‘Such Friends’ 100 Years Ago, May 1910…

In Ireland…

…The edict has gone out. Because of the death of King Edward VII, 68, officially ending the Edwardian age, all theatres in the Kingdom are to close the following day, 7th May, out of respect.

The edict doesn’t go over so well in one of the ‘lesser colonies,’ Ireland. Specifically, at the Abbey Theatre, manager Lennox Robinson, 23, decides to keep the theatre open.

Unfortunately, Robinson’s edict doesn’t go over so well with the Abbey’s main funder, Englishwoman Anne Horniman, 49. Despite her infatuation with one of the theatre’s founders, poet and playwright William Butler Yeats, 44, Horniman withdraws her financial and emotional support.

This also withdraws the tension that has built up between Horniman and the Abbey’s other founder, Lady Augusta Gregory, 58. But now Willie and Augusta know that they will soon have to take the theatre on the road to America to raise funds.

In England

Lytton Strachey, 30, has just taken rooms in London.

Since leaving Cambridge about five years before, Lytton has been floating. He spends most Thursday evenings in Gordon Square with his Bloomsbury friends, Vanessa, about to turn 31, and Clive Bell, 28. Usually the party will move on to nearby Fitzroy Square and the house where Vanessa’s sister, Virginia, 28, and brother, Adrian, 27, live.

Lytton had assumed he would be granted a teaching position at Cambridge, but that didn’t happen. In addition, his cousin and former lover, painter Duncan Grant, 25, is now having an affair with his own Cambridge friend and former lover, John Maynard Keynes, 26. They have begun attending the Bloomsbury gatherings as well.

Lytton is concentrating on finishing his dissertation on General Hastings, and has begun work on a book, Landmarks of French Literature.

In France

…Leo Stein has just turned 38.

He has been living in Paris for almost eight years at 27 rue de Fleurus. Shortly after he came, Leo’s sister Gertrude, two years younger than he, came to visit for one year.
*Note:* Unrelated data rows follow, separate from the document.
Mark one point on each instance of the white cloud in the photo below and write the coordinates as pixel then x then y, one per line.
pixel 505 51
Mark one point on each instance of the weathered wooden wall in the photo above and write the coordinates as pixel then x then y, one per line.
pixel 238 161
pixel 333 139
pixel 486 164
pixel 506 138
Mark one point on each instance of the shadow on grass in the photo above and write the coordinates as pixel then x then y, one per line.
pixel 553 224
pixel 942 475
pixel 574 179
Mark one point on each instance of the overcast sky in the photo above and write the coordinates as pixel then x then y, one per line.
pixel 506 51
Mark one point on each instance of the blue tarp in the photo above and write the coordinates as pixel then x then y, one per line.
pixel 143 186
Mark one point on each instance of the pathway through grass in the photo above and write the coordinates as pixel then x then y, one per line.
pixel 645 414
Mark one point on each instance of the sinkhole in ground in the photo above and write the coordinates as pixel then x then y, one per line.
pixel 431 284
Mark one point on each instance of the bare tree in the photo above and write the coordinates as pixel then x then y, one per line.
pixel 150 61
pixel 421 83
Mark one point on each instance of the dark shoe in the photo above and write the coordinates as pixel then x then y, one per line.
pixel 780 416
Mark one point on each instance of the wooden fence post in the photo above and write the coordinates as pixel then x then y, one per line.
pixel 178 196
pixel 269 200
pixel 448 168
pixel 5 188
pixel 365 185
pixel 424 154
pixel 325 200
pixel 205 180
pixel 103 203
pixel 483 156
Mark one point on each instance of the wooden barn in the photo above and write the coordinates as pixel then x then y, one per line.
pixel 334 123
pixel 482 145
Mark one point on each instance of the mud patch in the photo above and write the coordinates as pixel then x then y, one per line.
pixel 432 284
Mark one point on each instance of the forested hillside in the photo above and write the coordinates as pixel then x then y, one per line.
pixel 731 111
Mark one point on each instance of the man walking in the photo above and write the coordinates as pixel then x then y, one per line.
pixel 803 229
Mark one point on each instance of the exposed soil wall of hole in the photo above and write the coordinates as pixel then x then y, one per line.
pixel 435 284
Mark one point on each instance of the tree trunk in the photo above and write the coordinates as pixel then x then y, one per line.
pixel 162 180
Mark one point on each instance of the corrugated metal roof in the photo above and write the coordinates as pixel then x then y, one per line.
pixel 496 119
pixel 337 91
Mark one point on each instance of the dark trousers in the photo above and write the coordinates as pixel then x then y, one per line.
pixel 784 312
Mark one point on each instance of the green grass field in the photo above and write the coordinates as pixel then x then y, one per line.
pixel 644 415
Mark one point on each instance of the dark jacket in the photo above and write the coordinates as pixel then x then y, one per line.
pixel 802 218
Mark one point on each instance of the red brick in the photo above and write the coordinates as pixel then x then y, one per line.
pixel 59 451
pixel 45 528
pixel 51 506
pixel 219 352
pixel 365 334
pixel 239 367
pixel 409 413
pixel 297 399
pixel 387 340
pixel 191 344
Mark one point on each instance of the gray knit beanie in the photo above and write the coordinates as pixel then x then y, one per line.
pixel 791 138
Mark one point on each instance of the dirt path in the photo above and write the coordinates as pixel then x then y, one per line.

She’s still living with him.

In the summers Leo travels to Italy to visit his friend and fellow art collector Bernard Berenson, 44.  A few years ago, Berenson sent him to the Paris art dealer Ambroise Vollard, now 43, on rue Lafitte to see the Cezannes, and Leo has become one of the foremost collectors and connoisseurs of ‘modern’ art in Paris.

Leo holds forth on his theories about art at his salons in rue de Fleurus where visiting Americans and Brits come to see the Cezannes, Matisses and Picassos, hung two and three deep on the walls.

But now Gertrude’s lover, Alice B. Toklas, 33, from San Francisco like the Steins, has been spending more time with them. She cooks, she cleans and she types up the work that Gertrude stays up late at night writing, under the Cezanne.

No longer the center of attention, Leo is thinking of moving out.

In America

…Hadley Richardson, 18, has just graduated from private school in St. Louis, MO. She is very excited about going to Bryn Mawr College back east in the fall.

Unfortunately, Hadley will feel out of place in Bryn Mawr and return home after only one year. She then decides to visit Paris for the first time.

Eleven years later, Hadley will move to Paris with her new husband, journalist Ernest Hemingway, eight years younger than she. They will live off her trust fund until he can support them with his writing.